A giorni, la Corte costituzionale sarà chiamata ad esprimersi sulla legittimità della legge con la quale, nel 2014, si pose fine alla tragica storia di un’istituzione tra le più dannose nel panorama novecentesco. Gli ospedali psichiatrici giudiziari erano nati al principio del secolo scorso ed erano stati pensati per controllare e curare il folle – reo, ovvero l’autore di reato infermo di mente. Seguiva la non imputabilità e l’etichetta di pericoloso socialmente. Implacabili luoghi di confino per persone bisognose di cura, gli ospedali psichiatrici giudiziari resistettero a lungo, impedendo il recupero del reo folle.
Finalmente il legislatore, grazie ad una decisiva inchiesta condotta da una Commissione del Senato, ne sancì la morte definitiva, sette anni fa. Così come fu per la legge Basaglia, tuttavia, il Parlamento non volle sostituire un’istituzione totale con un’altra. Così la nascita delle Rems non rappresentava l’alternativa per rispondere all’equivoca domanda di sempre: dove mettere le persone con disturbo mentale che hanno compiuto un delitto?

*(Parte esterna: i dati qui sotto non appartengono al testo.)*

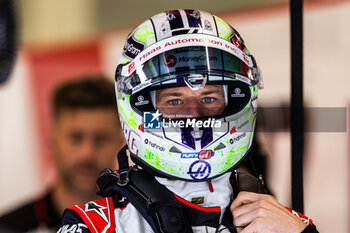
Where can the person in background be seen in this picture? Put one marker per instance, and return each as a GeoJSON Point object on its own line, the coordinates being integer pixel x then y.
{"type": "Point", "coordinates": [85, 138]}
{"type": "Point", "coordinates": [187, 89]}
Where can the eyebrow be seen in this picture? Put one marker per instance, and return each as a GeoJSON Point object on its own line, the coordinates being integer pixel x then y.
{"type": "Point", "coordinates": [177, 94]}
{"type": "Point", "coordinates": [212, 92]}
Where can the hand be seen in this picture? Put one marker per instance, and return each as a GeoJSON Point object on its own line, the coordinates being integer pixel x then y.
{"type": "Point", "coordinates": [261, 213]}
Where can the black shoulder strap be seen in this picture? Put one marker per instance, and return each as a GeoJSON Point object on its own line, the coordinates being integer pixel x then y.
{"type": "Point", "coordinates": [154, 201]}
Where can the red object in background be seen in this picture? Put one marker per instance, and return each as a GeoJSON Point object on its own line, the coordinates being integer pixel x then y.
{"type": "Point", "coordinates": [49, 68]}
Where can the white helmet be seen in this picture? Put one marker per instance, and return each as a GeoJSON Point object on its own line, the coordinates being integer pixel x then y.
{"type": "Point", "coordinates": [187, 95]}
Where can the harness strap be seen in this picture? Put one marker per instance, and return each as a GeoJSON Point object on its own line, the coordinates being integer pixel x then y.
{"type": "Point", "coordinates": [154, 201]}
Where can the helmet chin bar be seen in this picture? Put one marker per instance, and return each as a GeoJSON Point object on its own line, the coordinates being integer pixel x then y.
{"type": "Point", "coordinates": [155, 172]}
{"type": "Point", "coordinates": [196, 81]}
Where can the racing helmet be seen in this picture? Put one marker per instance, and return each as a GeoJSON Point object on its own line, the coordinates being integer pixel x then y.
{"type": "Point", "coordinates": [187, 90]}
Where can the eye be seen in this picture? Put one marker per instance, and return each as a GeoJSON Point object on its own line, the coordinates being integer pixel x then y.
{"type": "Point", "coordinates": [208, 100]}
{"type": "Point", "coordinates": [174, 102]}
{"type": "Point", "coordinates": [75, 138]}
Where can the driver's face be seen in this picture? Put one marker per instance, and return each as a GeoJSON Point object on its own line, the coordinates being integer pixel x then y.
{"type": "Point", "coordinates": [180, 102]}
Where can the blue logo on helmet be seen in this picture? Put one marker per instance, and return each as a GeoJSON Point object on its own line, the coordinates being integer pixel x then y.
{"type": "Point", "coordinates": [151, 120]}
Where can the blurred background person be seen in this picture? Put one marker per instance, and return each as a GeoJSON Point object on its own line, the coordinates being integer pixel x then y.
{"type": "Point", "coordinates": [62, 38]}
{"type": "Point", "coordinates": [85, 138]}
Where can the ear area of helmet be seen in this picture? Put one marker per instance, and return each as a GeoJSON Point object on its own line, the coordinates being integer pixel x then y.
{"type": "Point", "coordinates": [238, 96]}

La legge 81 del 2014 offriva risposte ad una domanda del tutto diversa: cosa serve per curare e far stare meglio questo persone? Si puntò così su soluzioni nuove: piani terapeutici individuali, così da tener conto delle storie di chi soffre, degli ambienti dove è vissuto e cresciuto, dei loro bisogni; presa in carico da parte dei Dipartimenti di Salute Mentale, prescindendo dagli internamenti oppressivi, tipici delle psichiatrie tradizionali; piccoli luoghi ad alta intensità terapeutica pensati per approfondire la diagnosi, per elaborare un piano di azione socio psichiatrico integrato, per gestire eventuali fasi acute.
Ora, un’ordinanza di un giudice di Tivoli pone dubbi su questa coraggiosa opera di de-istituzionalizzazione. Ma dietro il sipario di complesse questioni poste alla Corte costituzionale, si intravede il grande tema: l’istanza di aumentare l’offerta dei posti letto nelle Rems, per far fronte alle liste di attesa che non consentono di assicurare la quota intera del controllo sociale stabilito dalla magistratura giudicante. La Corte, con un’ordinanza interlocutoria, ha acquisito, tra l’altro, i dati relativi alle misure di sicurezza non eseguite per mancanza di luoghi ove ricoverare i non imputabili. Nei prossimi giorni giungerà la decisione definitiva dei giudici costituzionali. La speranza è che la scelta di politica legislativa del 2014, tanto sofferta, regga l’urto. Ma perché quell’avanzamento sociale resista vi è bisogno che la Corte costituzionale colga lo spirito unitario dell’opzione di politica legislativa di sette anni fa. Basterebbe rievocare la geniale intuizione basagliana, secondo cui quando aumenta l’offerta di posti nelle istituzioni del contenimento, la domanda segue e subito si adegua. Il tutto esaurito non basta mai alla famelica crescita delle istanze di controllo sociale e di privazione della libertà. Si dirà: e allora, quali le risposte effettive? Il sentiero fu tracciato nel 2014 e fu confermato da una lungimirante delibera del Consiglio Superiore della Magistratura che parlava ai giudici penali. La soluzione del ricovero coattivo in Rems deve essere residuale, va disposta solo se nessun’altra soluzione offerta dai Dipartimenti di salute mentale si profila efficace. Al centro deve restare il bisogno di assistenza terapeutica individuale. Sarebbe vitale riaffermare la necessità, anzi, di sostenere con i programmi del Pnrr proprio i Dipartimenti, spesso divenuti presidi di risposta sanitaria posti ai confini delle metropoli, sovente con il compito proibitivo e solitario di riassorbire la disperazione annodata alla sofferenza psichica. Qui sta la sfida. Prima di provare a vincerla, servirebbe un segnale di consapevolezza autorevole e aperto alla condivisione che scongiuri i rischi di regressione culturale.